Holyfield, it seems, has fulfilled his contractual obligations to King but is happy to continue working with him on the grounds that, as his attorney, Jim Thomas, put it: "Don has delivered everything he said he would, and we've had no problems with him." American lawyers do not become successful by being naive, but it is possible that Thomas believes that his client's celebrity and status is its own protection, and that King would never dare screw the game's most prominent and best-loved champion. If so, I recommend he studies Chapter Eight, "The Betrayal Of Muhammad Ali", in Jack Newfield's withering biography The Life and Crimes of Don King.

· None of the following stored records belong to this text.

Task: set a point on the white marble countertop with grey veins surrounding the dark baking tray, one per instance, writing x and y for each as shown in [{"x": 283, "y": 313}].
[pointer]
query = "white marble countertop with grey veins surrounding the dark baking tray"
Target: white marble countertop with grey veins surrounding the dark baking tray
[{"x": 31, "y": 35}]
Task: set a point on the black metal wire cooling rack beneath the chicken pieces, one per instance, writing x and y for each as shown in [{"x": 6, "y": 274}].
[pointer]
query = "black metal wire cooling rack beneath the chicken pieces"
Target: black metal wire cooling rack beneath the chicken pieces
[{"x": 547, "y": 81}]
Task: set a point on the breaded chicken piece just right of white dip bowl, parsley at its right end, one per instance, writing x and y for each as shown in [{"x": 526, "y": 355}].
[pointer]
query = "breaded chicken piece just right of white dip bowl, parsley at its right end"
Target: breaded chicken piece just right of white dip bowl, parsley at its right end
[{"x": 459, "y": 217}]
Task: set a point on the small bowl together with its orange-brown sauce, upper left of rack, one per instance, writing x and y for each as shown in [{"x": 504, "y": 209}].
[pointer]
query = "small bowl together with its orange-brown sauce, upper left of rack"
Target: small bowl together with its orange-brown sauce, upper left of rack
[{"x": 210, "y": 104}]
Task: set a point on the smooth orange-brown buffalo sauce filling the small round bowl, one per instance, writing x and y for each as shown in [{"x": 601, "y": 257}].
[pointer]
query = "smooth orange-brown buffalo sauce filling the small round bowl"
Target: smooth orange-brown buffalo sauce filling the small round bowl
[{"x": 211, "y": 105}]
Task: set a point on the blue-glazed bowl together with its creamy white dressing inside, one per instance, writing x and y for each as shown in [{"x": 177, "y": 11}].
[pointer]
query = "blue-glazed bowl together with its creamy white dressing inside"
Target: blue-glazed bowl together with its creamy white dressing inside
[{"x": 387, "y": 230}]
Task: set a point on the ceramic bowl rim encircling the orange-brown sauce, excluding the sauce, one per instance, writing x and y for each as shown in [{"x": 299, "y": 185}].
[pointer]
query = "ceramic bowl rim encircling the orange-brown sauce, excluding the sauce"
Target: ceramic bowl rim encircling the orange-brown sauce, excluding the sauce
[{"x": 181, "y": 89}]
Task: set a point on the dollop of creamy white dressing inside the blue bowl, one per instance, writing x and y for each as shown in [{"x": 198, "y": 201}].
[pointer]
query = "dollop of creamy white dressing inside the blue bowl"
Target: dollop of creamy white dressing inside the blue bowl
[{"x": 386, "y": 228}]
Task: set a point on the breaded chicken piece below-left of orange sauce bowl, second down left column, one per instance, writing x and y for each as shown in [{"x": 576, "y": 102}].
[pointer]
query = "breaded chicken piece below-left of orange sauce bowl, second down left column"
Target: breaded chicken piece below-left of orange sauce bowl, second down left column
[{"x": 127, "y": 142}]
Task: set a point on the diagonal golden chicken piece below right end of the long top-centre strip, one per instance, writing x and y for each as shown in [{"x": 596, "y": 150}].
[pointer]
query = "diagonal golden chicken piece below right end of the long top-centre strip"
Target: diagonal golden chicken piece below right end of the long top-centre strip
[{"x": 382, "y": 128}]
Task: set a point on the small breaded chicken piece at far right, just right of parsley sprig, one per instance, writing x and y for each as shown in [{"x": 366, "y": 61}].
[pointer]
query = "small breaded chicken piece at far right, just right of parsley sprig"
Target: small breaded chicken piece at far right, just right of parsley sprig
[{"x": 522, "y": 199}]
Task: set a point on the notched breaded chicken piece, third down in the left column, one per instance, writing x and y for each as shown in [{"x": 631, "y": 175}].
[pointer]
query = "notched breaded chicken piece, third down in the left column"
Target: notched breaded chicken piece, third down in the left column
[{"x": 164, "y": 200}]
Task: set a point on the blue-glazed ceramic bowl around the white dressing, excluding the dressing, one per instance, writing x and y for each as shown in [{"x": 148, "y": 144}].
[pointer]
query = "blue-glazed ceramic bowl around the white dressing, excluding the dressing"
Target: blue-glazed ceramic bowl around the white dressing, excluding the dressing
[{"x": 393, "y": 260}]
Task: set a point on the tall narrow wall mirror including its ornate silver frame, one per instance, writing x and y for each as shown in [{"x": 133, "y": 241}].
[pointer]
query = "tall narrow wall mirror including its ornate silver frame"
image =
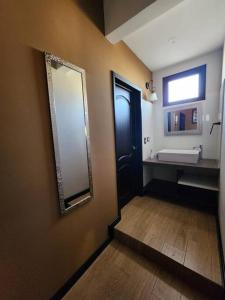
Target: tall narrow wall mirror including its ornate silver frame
[{"x": 69, "y": 115}]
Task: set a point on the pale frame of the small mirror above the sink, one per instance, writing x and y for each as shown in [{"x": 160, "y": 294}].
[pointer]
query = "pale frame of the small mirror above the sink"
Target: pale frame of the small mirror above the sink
[{"x": 197, "y": 131}]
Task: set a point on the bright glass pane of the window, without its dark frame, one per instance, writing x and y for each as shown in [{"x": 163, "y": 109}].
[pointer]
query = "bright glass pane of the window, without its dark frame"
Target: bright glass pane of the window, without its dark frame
[{"x": 184, "y": 88}]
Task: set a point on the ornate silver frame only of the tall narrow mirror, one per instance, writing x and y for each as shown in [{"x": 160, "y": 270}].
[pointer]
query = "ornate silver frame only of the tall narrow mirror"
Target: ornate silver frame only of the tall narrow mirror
[{"x": 87, "y": 197}]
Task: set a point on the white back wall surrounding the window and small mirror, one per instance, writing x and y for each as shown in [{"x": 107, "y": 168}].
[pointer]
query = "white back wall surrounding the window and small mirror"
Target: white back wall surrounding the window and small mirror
[{"x": 211, "y": 147}]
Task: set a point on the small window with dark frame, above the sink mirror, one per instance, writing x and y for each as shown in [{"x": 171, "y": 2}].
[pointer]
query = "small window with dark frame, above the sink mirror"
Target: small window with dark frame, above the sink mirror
[{"x": 184, "y": 87}]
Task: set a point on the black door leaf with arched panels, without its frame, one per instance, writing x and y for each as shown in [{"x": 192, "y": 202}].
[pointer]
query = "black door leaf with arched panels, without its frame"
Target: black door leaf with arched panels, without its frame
[{"x": 125, "y": 144}]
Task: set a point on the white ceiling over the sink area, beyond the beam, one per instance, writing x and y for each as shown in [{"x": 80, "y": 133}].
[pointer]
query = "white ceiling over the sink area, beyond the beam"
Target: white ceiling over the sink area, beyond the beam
[{"x": 189, "y": 29}]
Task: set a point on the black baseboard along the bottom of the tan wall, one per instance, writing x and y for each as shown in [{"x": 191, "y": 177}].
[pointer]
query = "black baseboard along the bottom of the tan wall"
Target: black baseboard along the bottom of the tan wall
[{"x": 76, "y": 276}]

King is never more dangerous than when he is desperate, and these are desperate times for the man who once boasted of having all the heavyweight champions and their entire top 10 contenders in promotional handcuffs. His alliance with Frank Warren ended this week in a flurry of flying skin and hair, with each alleging betrayal and worse by the other. King claims Warren accepted $1m to sign an extension to their 1994 agreement, but Warren insists that the contract was fraudulently altered. This is a recurring theme in King's business dealings, as Newfield's book recounts, and he is at present being sued by the South African Frans Botha, who lost his IBF title to Moorer. Botha claims that King and his son Carl, who frequently surfaces as the nominal manager of boxers under his father's promotion, fraudulently conspired to alter a contract.

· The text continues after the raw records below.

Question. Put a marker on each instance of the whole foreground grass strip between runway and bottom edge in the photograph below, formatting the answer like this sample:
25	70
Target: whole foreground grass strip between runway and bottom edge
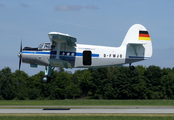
84	117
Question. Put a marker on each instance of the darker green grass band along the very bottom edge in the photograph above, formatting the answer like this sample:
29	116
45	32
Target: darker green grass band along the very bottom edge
83	118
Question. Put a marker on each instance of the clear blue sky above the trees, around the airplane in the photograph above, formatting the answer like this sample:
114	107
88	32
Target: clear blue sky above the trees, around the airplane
91	22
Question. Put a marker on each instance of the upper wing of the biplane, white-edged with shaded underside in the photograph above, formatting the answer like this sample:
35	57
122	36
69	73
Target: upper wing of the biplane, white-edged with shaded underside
56	36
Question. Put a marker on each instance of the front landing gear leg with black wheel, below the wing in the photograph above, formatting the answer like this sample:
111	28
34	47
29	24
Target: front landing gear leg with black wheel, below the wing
46	78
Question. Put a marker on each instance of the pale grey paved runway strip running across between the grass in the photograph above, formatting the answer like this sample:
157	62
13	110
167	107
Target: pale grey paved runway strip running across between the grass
156	111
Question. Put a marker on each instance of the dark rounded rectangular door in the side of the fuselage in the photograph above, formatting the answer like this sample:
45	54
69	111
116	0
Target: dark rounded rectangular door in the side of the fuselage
87	57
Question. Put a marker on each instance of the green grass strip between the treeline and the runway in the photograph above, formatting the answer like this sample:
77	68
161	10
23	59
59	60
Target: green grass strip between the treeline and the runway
88	102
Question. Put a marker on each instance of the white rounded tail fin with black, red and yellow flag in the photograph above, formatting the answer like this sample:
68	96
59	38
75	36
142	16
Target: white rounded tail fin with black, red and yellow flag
137	43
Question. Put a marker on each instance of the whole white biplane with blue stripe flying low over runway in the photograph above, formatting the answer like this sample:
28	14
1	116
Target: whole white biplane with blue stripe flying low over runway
64	52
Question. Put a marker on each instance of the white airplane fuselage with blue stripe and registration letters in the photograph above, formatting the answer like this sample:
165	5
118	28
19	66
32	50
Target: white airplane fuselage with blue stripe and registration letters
81	56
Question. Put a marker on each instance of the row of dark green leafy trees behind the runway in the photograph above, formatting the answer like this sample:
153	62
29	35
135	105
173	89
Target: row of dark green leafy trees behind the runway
103	83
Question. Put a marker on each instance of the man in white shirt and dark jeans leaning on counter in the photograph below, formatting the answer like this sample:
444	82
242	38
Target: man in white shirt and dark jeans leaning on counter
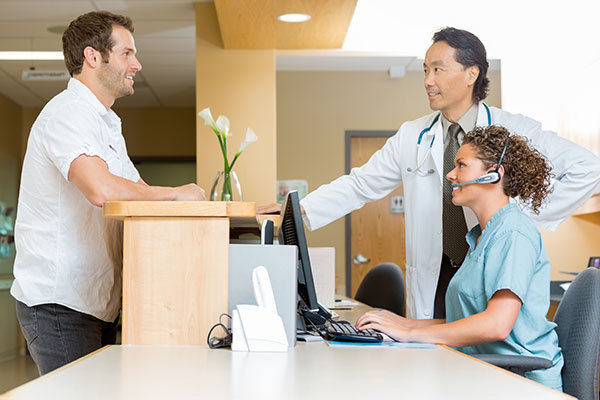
68	260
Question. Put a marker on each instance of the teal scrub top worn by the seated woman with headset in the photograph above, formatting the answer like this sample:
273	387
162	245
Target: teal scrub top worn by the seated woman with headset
510	255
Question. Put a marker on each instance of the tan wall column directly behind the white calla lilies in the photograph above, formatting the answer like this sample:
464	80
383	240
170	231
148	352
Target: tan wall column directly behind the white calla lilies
241	85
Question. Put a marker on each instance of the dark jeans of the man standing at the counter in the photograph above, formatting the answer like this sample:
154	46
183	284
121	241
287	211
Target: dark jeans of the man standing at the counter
57	335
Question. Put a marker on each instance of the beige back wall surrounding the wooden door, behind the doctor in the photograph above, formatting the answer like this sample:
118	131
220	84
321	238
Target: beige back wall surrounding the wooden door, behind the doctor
314	109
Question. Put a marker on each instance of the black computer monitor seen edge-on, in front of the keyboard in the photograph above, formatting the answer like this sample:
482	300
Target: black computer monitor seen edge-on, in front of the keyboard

King is also due in court early in the New Year for the second hearing of the case in which he is accused of defrauding Lloyd's of London by falsifying insurance claims in respect of a cancelled championship promotion. Warren's surprise alliance with the mega-rich basketball star and boxing promotional wannabe Magic Johnson will marginalise King even further. Warren is already planning to start at the top with a show featuring Naseem Hamed's American debut in Madison Square Garden on 19 December, and Johnson's millions, and his status as an American sporting icon, could bring fighters flocking to the new partnership.

King's empire is crumbling, and it is becoming increasingly difficult to paper over the cracks.